Saturday, 19th April 2014, 01:09 by evilmike
I never felt like energy randomization fixed anything that needed fixing. I am aware of pillar dancing, but I remain unconvinced that it ever was, or currently is a problem. There are theoretical arguments as to why it's a problem, but I haven't seen practical examples of this being a problem in game yet (although, I keep an open mind, so if anyone wants to show me a truly degenerate case of pillar dancing, go ahead). I also have never found it particularly useful outside of the first few levels, as a means of restoring MP.
In general, I do not think energy randomization changed much with regards to pillar dancing itself. It is still useful in situations where it was useful before. I'm fine with that.
Energy randomization does have an indirect effect, however. If you want to escape from an enemy that's next to you, one thing you can do is retreat from it a bit until the randomization causes a gap to open up between you and a monster. From there you can hopefully retreat to a stair, or try to place something between you and the enemy to increase the distance (conjure flame, summons, etc). Pillar dancing can actually a pretty useful way of creating such a gap although it's not the only way. Because of this, one could argue that energy randomization made pillar dancing more useful, albeit in a different (and less tedious) way.
With regards to its intended purpose, energy randomization is a failure. What it does do is (a) make enemy movement less predictable (you can't know EXACTLY how many moves away from you a speed 10 enemy is), and (b) made speed 10 enemies a bit easier to escape from. Both of those seem ok to me, even if they could be seen as "side effects". I think any question of what (if anything) should be done with energy randomization should focus on those two features of it, and not whatever its original goals were.

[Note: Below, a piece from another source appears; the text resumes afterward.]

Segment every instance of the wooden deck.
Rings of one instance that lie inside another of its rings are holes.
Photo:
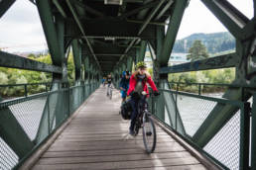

I'm not really sure now if I would prefer the game with or without it. I'm tempted to say "without", but the grass is always greener on the other side. I'd have to actually try Crawl without it to decide (playing 0.5 doesn't count).
What I am fairly sure of is that if the game lost energy randomization, it does not need any "alternative" mechanic to replace it. Either keep things as they are, or remove the feature entirely and leave it at that.